PyXray: Practical Cross-Language Call Graph Construction through Object Layout Analysis
A great number of software packages combine code in high-level languages, such as Python, with binary extensions compiled from low-level languages such as C, C++ or Rust to either boost efficiency or enable specific functionalities. In this context, high-level function calls can trigger native (binary) code execution. This setup introduces challenges for call graph generation. Accurate call graphs are essential for various applications, including vulnerability management and software maintenance, as they help track execution paths, assess security risks, and identify unused or redundant code.

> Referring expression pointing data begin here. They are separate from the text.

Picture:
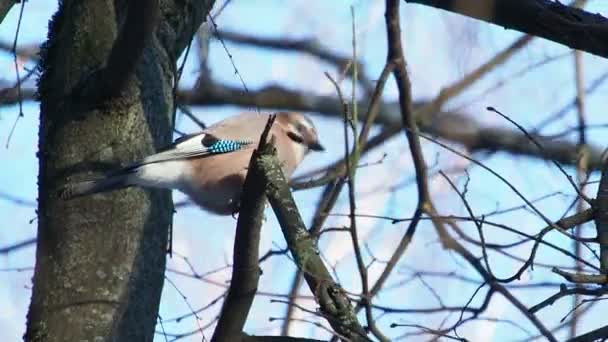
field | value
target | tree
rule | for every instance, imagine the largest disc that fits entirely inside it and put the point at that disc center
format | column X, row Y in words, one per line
column 107, row 97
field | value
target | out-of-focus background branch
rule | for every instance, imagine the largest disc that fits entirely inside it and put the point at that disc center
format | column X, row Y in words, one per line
column 503, row 248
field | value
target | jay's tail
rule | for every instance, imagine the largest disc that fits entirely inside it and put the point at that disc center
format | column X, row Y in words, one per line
column 112, row 182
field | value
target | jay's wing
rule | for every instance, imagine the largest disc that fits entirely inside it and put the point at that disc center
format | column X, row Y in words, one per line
column 195, row 146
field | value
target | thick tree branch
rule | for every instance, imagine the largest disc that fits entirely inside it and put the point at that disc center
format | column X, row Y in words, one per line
column 551, row 20
column 334, row 305
column 141, row 21
column 245, row 268
column 100, row 260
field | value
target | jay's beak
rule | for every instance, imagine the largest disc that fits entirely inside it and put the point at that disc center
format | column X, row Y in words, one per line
column 316, row 146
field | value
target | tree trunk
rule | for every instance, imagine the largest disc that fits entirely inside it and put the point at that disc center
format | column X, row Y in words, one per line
column 100, row 259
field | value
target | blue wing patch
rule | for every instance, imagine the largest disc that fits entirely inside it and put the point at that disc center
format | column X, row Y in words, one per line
column 226, row 146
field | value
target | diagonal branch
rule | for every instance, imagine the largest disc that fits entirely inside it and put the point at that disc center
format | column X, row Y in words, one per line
column 245, row 269
column 334, row 305
column 551, row 20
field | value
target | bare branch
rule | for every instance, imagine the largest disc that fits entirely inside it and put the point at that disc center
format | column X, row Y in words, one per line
column 334, row 304
column 551, row 20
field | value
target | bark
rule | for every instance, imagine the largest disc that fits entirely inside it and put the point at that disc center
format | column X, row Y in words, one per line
column 100, row 259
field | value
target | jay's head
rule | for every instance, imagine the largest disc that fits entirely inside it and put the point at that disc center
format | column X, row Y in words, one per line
column 300, row 130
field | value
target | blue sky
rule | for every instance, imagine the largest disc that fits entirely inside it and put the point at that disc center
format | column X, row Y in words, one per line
column 440, row 48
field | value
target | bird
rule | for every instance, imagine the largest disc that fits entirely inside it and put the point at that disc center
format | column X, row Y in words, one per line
column 210, row 166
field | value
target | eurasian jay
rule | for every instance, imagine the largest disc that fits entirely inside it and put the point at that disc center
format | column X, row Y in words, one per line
column 210, row 166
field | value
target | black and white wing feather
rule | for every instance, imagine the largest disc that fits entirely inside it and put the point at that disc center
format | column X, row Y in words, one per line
column 196, row 146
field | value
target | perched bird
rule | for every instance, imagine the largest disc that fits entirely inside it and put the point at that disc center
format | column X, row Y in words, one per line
column 210, row 166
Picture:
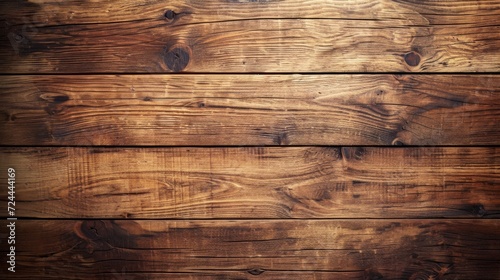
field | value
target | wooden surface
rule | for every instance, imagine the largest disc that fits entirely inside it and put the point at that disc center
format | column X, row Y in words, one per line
column 257, row 249
column 249, row 36
column 244, row 110
column 251, row 139
column 312, row 182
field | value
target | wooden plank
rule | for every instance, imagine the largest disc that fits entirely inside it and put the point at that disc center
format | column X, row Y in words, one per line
column 249, row 36
column 214, row 110
column 256, row 249
column 277, row 182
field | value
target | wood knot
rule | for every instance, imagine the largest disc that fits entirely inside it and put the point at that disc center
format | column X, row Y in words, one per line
column 412, row 58
column 256, row 271
column 177, row 58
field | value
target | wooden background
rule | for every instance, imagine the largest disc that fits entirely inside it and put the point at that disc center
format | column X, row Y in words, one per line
column 251, row 139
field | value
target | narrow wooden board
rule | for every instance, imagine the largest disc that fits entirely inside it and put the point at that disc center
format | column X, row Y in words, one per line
column 219, row 110
column 279, row 182
column 249, row 36
column 256, row 249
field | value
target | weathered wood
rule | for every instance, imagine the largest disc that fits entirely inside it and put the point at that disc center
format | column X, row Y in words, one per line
column 249, row 36
column 277, row 182
column 256, row 249
column 250, row 110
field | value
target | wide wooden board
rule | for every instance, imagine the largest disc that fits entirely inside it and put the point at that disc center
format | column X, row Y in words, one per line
column 256, row 249
column 219, row 110
column 249, row 36
column 279, row 182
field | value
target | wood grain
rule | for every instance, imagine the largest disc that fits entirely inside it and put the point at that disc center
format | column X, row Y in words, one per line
column 249, row 36
column 256, row 249
column 278, row 182
column 218, row 110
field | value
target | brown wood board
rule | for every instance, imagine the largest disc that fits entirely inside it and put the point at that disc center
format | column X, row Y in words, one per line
column 218, row 110
column 279, row 182
column 249, row 36
column 258, row 249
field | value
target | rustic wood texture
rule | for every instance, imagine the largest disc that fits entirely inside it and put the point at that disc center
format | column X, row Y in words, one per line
column 256, row 249
column 310, row 182
column 218, row 110
column 249, row 36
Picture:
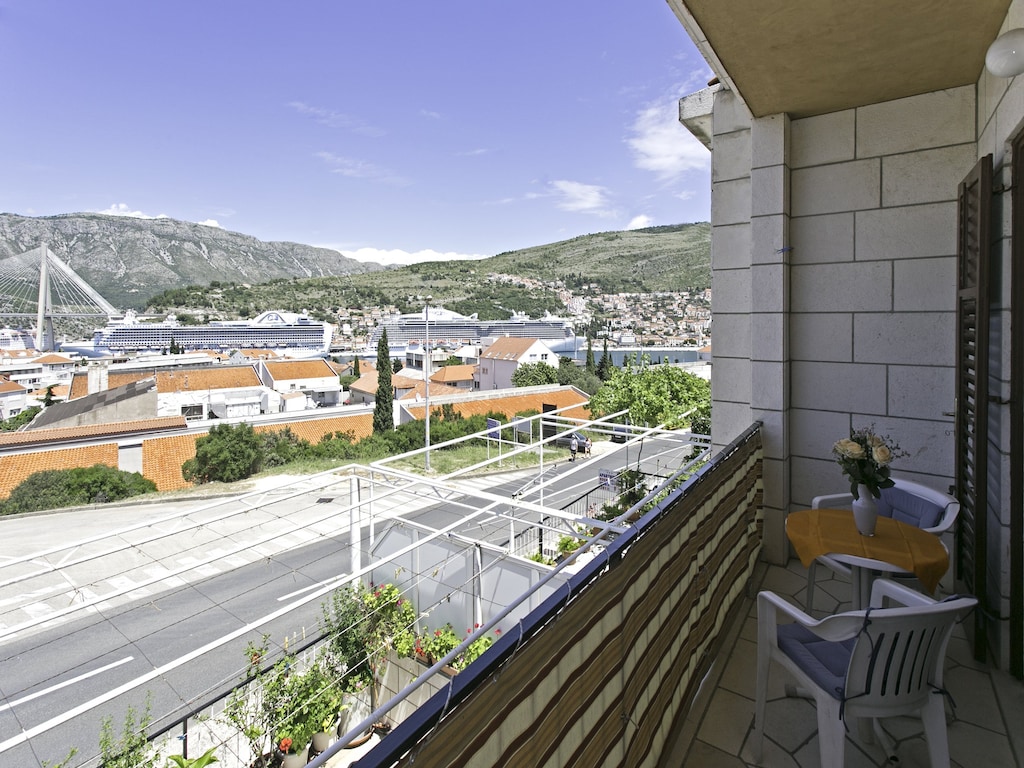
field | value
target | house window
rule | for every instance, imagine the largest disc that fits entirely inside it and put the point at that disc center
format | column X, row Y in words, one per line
column 192, row 412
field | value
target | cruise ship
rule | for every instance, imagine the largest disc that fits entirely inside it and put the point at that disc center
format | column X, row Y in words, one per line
column 289, row 333
column 454, row 329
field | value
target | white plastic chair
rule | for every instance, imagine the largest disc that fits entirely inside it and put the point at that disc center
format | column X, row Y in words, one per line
column 939, row 510
column 863, row 664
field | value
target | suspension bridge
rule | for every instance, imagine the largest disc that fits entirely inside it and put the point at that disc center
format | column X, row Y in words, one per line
column 39, row 286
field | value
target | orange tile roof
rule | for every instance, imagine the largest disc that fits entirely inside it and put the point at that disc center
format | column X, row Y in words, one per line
column 454, row 373
column 198, row 379
column 299, row 370
column 33, row 436
column 163, row 457
column 419, row 390
column 60, row 391
column 178, row 380
column 10, row 386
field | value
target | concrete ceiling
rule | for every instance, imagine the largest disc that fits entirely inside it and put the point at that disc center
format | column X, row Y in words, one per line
column 814, row 56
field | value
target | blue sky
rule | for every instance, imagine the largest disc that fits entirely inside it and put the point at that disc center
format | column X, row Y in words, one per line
column 392, row 132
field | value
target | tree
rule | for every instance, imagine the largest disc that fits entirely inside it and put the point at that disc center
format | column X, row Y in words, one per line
column 48, row 398
column 383, row 409
column 53, row 488
column 19, row 420
column 226, row 454
column 534, row 374
column 652, row 394
column 604, row 367
column 569, row 374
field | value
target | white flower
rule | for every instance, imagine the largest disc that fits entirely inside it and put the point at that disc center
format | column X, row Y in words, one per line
column 882, row 455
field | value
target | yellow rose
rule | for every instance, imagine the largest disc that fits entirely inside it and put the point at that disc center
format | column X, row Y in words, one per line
column 882, row 455
column 850, row 449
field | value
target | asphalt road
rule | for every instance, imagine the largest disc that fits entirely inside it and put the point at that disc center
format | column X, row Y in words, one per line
column 130, row 649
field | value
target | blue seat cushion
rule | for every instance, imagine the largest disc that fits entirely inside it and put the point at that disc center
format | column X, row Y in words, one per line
column 905, row 507
column 825, row 663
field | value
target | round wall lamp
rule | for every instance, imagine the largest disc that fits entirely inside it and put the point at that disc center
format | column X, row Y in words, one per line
column 1006, row 55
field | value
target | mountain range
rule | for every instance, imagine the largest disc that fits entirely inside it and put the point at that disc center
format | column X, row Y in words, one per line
column 130, row 260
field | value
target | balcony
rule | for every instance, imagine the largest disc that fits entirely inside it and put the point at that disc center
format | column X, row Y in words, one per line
column 983, row 728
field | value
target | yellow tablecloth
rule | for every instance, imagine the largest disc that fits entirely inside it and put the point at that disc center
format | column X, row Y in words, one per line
column 822, row 531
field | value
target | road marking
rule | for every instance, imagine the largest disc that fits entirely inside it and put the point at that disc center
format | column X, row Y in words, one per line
column 67, row 683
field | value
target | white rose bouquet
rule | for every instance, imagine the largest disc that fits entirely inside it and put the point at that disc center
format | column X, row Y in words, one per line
column 864, row 458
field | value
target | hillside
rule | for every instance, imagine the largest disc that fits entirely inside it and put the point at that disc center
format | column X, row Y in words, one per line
column 128, row 260
column 166, row 265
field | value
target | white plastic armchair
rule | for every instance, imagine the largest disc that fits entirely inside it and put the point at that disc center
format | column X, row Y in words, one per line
column 865, row 664
column 907, row 502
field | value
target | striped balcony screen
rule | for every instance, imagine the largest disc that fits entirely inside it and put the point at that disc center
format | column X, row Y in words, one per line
column 603, row 672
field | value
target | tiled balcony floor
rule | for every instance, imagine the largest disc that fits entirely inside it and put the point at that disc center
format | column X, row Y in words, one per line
column 985, row 729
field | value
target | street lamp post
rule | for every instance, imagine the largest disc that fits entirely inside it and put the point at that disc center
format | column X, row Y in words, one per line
column 426, row 378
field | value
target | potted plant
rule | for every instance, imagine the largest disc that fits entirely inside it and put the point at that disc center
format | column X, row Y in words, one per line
column 389, row 629
column 433, row 646
column 475, row 648
column 255, row 705
column 201, row 762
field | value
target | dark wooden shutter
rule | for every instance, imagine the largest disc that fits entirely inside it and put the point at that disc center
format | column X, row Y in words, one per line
column 1017, row 415
column 974, row 199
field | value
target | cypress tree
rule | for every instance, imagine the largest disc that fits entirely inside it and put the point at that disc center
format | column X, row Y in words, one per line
column 383, row 411
column 604, row 367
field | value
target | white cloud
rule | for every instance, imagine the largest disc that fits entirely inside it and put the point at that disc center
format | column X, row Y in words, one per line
column 640, row 222
column 580, row 198
column 394, row 256
column 333, row 119
column 121, row 209
column 354, row 168
column 659, row 143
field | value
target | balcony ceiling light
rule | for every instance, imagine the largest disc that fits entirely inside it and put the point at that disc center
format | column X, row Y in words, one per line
column 1006, row 55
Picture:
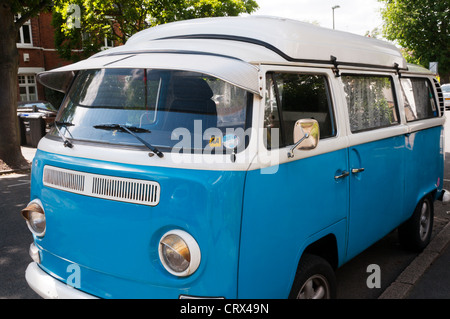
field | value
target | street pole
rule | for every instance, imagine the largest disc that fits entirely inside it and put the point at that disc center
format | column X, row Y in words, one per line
column 333, row 8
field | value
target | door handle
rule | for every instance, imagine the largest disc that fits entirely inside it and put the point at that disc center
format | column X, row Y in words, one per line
column 344, row 174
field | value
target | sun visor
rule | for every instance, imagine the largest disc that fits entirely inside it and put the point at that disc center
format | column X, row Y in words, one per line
column 234, row 71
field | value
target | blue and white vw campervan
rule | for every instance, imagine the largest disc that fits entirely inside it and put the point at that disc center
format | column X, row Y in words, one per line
column 231, row 157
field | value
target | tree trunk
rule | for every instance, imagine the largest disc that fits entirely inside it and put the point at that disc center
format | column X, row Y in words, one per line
column 10, row 151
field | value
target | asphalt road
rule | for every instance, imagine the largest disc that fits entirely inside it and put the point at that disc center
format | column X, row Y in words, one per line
column 15, row 240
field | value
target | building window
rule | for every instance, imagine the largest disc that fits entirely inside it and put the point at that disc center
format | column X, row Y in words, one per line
column 27, row 87
column 24, row 36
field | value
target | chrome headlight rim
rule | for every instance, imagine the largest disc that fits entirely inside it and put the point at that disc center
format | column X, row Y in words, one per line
column 34, row 207
column 192, row 247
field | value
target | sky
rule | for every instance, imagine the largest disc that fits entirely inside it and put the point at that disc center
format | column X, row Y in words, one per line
column 355, row 16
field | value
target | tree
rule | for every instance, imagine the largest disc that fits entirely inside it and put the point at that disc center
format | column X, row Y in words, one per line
column 117, row 20
column 10, row 25
column 422, row 28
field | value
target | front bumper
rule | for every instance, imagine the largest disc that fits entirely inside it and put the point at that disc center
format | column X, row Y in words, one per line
column 50, row 288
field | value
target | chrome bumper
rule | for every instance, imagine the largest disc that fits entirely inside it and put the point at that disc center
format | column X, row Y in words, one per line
column 48, row 287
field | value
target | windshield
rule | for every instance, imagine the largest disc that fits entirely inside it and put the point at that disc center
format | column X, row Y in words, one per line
column 167, row 109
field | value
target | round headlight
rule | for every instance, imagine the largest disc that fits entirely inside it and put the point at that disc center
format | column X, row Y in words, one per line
column 179, row 253
column 35, row 216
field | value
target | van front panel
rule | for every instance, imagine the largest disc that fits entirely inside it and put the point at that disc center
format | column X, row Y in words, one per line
column 115, row 242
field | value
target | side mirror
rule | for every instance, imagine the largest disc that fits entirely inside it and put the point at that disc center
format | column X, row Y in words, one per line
column 306, row 135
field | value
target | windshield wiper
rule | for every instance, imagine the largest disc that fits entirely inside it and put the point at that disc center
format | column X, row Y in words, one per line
column 67, row 143
column 130, row 130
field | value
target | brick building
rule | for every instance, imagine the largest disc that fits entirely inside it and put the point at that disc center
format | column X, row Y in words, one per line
column 37, row 53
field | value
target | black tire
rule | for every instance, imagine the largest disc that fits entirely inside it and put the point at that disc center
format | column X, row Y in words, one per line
column 315, row 279
column 415, row 233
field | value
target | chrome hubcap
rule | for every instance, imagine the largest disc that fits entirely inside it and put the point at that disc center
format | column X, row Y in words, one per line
column 316, row 287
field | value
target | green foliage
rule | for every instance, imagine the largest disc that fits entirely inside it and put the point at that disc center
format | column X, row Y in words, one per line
column 422, row 28
column 117, row 20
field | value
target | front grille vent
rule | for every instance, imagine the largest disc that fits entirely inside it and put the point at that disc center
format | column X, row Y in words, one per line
column 102, row 186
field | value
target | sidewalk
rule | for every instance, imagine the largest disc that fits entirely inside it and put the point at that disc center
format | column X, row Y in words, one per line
column 428, row 276
column 28, row 153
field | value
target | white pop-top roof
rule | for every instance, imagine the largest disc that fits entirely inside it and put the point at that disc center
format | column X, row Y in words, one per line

This work tackles the problem of cross-language call graph construction in Python. Instead of relying on static analysis, which struggles with identifying Python-native interactions, we propose a dynamic analysis technique which does not require inputs to execute code. Our approach is based on two key insights: (1) when a binary extension is imported from Python code, all its objects (e.g., functions) are loaded into memory, and (2) the layout of callable Python objects contains pointers to the native functions they invoke. By analyzing these memory layouts for every loaded object, we identify corresponding graph edges, which link Python functions to the native functions they eventually invoke. This is an essential element for constructing call graphs across language boundaries.
We implement this approach in PyXray, a tool that efficiently analyzes massive Python packages such as NumPy and PyTorch in minutes, while significantly outpeforming existing static analysis methods in terms of precision and recall. PyXray enables two key applications: (1) cross-language vulnerability management, by identifying whether a Python package potentially calls a vulnerable native function and (2) cross-language bloat analysis, by quantifying unnecessary code across Python and native components.